Stephen Daldry To Adapt Jonathan Safran Foer's Novel Extremely Loud And Incredibly Close
The fiction of Jonathan Safran Foer represents a very specific way of looking at the world, and celebrate the ways in which language works and fails. Foer is extremely skilled at creating images that are both fantastic and genuine; his prose can generate such an impression of seeing things unfold that they seem like natural raw material for film adaptations.
Liev Schreiber made a solid directorial debut with an adaptation of Everything is Illuminated, and now Stephen Daldry is set to bring Foer's follow-up novel, Extremely Loud and Incredibly Close, to the screen.
THR says that Daldry is taking the gig, and notes not only his fondness for literary adaptations (The Hours, The Reader) but that lit superstar producer Scott Rudin is heading up the project as a Paramount / Warner Bros. co-production. (Rudin also produced Daldry's two previous adaptations, but removed his name from The Reader after a disagreement with Harvey Weinstein about the film's post-production schedule.)
Two question marks here. One is Daldry, whose recent work has been a lot more dour than this demands. This requires a tone closer to Billy Elliot than to The Reader.
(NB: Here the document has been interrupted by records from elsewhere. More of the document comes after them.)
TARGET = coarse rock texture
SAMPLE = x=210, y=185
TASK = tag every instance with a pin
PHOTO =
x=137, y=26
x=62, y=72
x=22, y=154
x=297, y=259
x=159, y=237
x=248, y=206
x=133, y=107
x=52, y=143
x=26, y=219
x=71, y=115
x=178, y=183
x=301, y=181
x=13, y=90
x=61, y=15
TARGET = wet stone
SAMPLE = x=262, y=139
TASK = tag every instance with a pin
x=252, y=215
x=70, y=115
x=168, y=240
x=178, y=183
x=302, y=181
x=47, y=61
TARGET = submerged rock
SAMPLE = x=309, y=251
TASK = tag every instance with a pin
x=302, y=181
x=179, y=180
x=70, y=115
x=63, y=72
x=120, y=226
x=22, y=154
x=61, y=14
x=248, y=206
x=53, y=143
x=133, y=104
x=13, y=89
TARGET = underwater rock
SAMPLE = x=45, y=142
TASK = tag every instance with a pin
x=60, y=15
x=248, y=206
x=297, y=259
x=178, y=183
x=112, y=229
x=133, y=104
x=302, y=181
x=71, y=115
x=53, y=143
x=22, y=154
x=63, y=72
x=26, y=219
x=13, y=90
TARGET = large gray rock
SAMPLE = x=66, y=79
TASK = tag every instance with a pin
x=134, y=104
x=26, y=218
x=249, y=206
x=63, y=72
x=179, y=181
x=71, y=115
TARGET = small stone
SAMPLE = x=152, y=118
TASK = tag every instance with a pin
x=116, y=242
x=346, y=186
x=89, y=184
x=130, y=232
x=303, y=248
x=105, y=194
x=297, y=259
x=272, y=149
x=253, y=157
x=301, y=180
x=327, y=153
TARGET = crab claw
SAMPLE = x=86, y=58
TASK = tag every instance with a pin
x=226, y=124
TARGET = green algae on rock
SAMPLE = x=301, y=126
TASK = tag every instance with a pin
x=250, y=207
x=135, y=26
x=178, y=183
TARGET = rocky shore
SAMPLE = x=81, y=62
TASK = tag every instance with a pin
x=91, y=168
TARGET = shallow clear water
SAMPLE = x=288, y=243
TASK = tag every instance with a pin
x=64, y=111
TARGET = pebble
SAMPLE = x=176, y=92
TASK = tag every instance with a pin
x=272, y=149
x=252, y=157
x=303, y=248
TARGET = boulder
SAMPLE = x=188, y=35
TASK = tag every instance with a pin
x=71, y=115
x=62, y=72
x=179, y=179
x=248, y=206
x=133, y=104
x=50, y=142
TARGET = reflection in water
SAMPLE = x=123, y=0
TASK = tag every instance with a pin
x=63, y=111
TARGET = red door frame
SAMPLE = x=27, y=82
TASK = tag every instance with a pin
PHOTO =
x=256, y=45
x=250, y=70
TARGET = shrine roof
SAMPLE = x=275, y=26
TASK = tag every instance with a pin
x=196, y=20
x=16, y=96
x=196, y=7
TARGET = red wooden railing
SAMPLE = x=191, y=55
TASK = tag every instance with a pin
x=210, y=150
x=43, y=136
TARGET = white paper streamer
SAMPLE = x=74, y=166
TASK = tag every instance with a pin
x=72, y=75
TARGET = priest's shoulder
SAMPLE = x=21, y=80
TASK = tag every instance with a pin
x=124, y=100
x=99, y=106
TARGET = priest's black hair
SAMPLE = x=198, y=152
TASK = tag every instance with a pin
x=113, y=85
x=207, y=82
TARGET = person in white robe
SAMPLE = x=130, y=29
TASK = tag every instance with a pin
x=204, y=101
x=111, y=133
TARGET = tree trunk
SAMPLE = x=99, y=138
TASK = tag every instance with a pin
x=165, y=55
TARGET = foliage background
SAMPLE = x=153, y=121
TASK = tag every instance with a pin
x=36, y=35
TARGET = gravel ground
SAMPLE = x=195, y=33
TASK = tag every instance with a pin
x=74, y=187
The other is that screenwriter Eric Roth (Forrest Gump, The Curious Case of Benjamin Button) is writing the screenplay. He's got a knack for character, but doesn't always nail structure. Munich and The Insider are examples of him firing on all cylinders and Ali is a solid effort, while a film like Benjamin Button was overburdened with those contemporary notes of Hurricane Katrina. Given that Foer's novel is a very place-specific New York 9/11 tale, I fear a similarly weighty adaptation.
Here's part of the Publisher's Weekly blurb about the book, which should help illustrate why it is a story that works quite well on the page, but could prove to be a significant challenge on screen:
Oskar Schell is a nine-year-old amateur inventor, jewelry designer, astrophysicist, tambourine player and pacifist. Oskar turns his naïvely precocious vocabulary to the understanding of historical tragedy, as he searches New York for the lock that matches a mysterious key left by his father when he was killed in the September 11 attacks, a quest that intertwines with the story of his grandparents, whose lives were blighted by the firebombing of Dresden. Foer embellishes the narrative with evocative graphics, including photographs, colored highlights and passages of illegibly overwritten text, and takes his unique flair for the poetry of miscommunication to occasionally gimmicky lengths, like a two-page soliloquy written entirely in numerical code.